Improve performance for multiple For-loops

EuRoXy · January 13, 2021, 4:17pm

I am trying to optimize a calculation of correlation on a geo-grid of size 16x16:

using NetCDF
function corr1vall(s, lon1, lat1) # scenario, longitude 1, latitude 1
    pathPv = myPath * "pv/" * ssps[s] * "/day/EU/regr/"
    rmcp(pathPv)
    
    corr = zeros(16,16,28)
    for m in 1:28 # model
        fnam = pathPv * readdir(pathPv)[m]
        pv = ncread(fnam, "pv") # size (16,16,7300)

        @views pv1 = pv[lon1,lat1,:]  # 20-yr time series of grid 1

        for lat in 1:16
            for lon in 1:16
                @views pv2 = pv[lon,lat,:] # 20-yr time series of grid 2
                corr[lon,lat,m] = cor(pv1/areaLat[1], pv2/areaLat[lat]) # normalize
            end
        end
    end
    return mean(corr, dims=3)[:,:,1] # multi-model mean
end

One grid takes currently 6.6 s:

@time corr1vall(1,1,1)
> 6.625234 seconds (89.95 k allocations: 1.171 GiB, 0.90% gc time)

Further I have 256 grids and 3 scenarios:

corrAllGrids = zeros(16,16,16*16)
g = 1 
for lat in 1:16
    for lon in 1:16
        corrAllGrids[:,:,g] = corr1vall(1, lon, lat)
        g += 1
    end
end

I hope to reduce the time for the first function before trying parallelizing, is there evident modifications I could make?

Oscar_Smith · January 13, 2021, 4:23pm

Replacing cor(pv1/areaLat[1], pv2/areaLat[lat]) with cor(pv1*(1/areaLat[1]), pv2*(1/areaLat[lat])) should be a major improvement. Division is about 6x slower than multiplication.

EuRoXy · January 13, 2021, 4:37pm

Thanks for the hint. However, I still get 6.6-6.7 s after this.

cchderrick · January 13, 2021, 4:38pm

Are you sure it is the loop has performance issue, not an IO issue?

Does this allocate a 1,868,800 element 28 times? I think there is an read! so you could allocate only once.
(High-level interface · NetCDF.jl)!

Skoffer · January 13, 2021, 4:53pm

You should check for type stability. It looks like areaLat and myPath are defined outside of the function (global variables?)

EuRoXy · January 13, 2021, 4:56pm

One problem is that not every model has the same time span: some 7300 days, some 7305, etc. Is it still feasible to allocate only once?

EuRoXy · January 13, 2021, 4:58pm

Right, I declared area weights areaLat and myPath globally.

Skoffer · January 13, 2021, 4:59pm

Also, I barely remember statistics, but I guess cor(a*c1, b*c2) can be rewritten somehow, maybe c1*c2*cor(a, b) or something like that. If it is the case, constants should be factored out, since each pv1/areaLat[1] allocate new array.

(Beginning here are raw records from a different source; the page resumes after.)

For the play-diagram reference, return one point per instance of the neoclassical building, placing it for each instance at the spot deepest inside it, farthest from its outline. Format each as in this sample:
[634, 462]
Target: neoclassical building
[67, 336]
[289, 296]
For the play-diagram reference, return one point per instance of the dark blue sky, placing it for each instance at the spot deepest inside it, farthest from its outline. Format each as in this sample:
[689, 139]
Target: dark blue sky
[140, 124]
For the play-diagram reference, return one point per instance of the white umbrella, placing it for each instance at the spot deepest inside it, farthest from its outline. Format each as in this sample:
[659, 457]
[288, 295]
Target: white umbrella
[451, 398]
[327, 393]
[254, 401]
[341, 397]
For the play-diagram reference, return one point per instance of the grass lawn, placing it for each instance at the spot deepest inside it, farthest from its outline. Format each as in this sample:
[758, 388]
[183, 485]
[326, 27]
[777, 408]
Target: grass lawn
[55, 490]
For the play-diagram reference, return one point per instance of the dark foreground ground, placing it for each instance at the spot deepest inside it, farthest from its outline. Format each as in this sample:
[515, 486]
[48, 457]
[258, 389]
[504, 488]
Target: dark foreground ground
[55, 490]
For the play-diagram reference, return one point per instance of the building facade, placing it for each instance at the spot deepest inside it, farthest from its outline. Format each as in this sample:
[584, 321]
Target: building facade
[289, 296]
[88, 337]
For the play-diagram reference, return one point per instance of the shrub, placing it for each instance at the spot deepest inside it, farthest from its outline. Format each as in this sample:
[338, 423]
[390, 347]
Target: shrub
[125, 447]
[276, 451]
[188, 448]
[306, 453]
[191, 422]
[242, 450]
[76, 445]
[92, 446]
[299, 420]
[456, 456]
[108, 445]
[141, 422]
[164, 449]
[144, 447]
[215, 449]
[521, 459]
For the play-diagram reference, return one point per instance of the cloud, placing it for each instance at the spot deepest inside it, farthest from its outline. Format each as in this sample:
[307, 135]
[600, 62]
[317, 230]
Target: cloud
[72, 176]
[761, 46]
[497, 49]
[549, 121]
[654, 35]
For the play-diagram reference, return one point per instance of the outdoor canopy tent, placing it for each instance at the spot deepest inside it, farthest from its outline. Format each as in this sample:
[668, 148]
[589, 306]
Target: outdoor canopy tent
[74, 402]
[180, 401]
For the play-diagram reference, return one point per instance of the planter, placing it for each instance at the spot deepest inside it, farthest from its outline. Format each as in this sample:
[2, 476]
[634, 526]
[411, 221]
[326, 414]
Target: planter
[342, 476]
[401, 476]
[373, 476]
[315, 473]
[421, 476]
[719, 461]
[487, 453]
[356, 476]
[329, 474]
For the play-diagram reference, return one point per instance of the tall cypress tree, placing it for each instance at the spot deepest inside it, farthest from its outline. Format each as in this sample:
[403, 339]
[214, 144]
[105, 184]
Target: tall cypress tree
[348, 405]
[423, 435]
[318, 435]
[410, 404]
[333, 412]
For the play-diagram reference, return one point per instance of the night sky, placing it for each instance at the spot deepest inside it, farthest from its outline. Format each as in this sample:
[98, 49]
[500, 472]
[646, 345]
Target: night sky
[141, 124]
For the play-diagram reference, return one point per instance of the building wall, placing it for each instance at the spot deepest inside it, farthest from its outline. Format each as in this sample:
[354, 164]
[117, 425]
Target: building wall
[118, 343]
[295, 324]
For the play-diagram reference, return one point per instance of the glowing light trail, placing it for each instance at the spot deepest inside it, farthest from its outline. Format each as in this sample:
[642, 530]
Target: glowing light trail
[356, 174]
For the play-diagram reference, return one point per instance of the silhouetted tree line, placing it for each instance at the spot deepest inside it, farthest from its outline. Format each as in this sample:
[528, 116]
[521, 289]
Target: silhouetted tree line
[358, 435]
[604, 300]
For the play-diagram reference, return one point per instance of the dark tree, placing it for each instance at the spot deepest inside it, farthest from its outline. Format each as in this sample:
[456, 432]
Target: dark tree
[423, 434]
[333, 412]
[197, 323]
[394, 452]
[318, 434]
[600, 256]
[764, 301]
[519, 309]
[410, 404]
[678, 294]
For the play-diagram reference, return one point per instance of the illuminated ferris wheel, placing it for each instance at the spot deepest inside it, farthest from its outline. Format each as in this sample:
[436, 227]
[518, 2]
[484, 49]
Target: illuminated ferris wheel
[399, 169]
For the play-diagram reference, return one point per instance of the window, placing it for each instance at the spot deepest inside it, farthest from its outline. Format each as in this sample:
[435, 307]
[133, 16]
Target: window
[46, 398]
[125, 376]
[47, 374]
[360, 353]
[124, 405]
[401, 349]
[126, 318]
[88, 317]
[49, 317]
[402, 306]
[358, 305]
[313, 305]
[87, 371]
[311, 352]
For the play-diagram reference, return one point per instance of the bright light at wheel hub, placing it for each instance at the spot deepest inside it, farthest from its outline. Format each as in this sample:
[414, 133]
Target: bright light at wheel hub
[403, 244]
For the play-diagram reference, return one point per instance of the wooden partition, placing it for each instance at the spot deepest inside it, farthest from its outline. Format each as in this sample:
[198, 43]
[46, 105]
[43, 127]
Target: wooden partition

Skoffer · January 13, 2021, 5:03pm

You can avoid by declaring

function corr1vall(s, lon1, lat1, pathPv, areaLat)
...
end

It increases the number of arguments but makes everything type stable. If a large number of parameters is not what you want, you can wrap extra parameters in named tuple and use UnPack.jl to extract them in the function body

opts = (; pathPv = pathPv, areaLat = areaLat)
corr1vall(s, lon1, lat1, opts)
   @unpack pathPv, areaLat = opts
....
end

baggepinnen · January 13, 2021, 5:20pm

This is not quite correct, I think you just remove the multipliers, they don’t change the correlation except for the sign?

EuRoXy · January 13, 2021, 5:31pm

Based on the suggestions so far, I modified to

function corr1vall(s, lon1, lat1, pathPv, areaLat) # scenario, longitude 1, latitude 1
    pathPv = myPath * "pv/" * ssps[s] * "/day/EU/regr/"
    rmcp(pathPv)
    
    corr = zeros(16,16,28)
    pv = zeros()
    for m in 1:28 # model
        fnam = pathPv * readdir(pathPv)[m]
        pv = ncread(fnam, "pv") # size (16,16,7300 or 7305 or 7160)

        @views pv1 = pv[lon1,lat1,:] * (1/areaLat[lat1]) # normalize

        for lat in 1:16
            for lon in 1:16
                @views pv2 = pv[lon,lat,:] * (1/areaLat[lat])
                corr[lon,lat,m] = cor(pv1, pv2)
            end
        end
    end
    return mean(corr, dims=3)[:,:,1]
end

Current runtime for one grid:

@time corr1vall(1,1,1, pathPv, areaLat)
> 6.357588 seconds (143.15 k allocations: 805.057 MiB, 0.60% gc time)

But I am still not sure about how to deal with I/O issue from ncread, since the time dimension of each model is not identical.

baggepinnen · January 13, 2021, 5:35pm

How long time does each read take, the calculations don’t seem that expensive, while reading data can take quite some time.

EuRoXy · January 13, 2021, 5:38pm

Reading each m takes around 0.20-0.22 s

cchderrick · January 13, 2021, 5:42pm

0.22 sec * 28 models = 6.16 sec total for corr1vall, looks like a IO time to me.

Skoffer · January 13, 2021, 5:54pm

You are right, instead of

cor(pv1/areaLat[1], pv2/areaLat[lat])

it should be just

sign(areaLat[1]) * sign(areaLat[lat]) * cor(pv1, pv2)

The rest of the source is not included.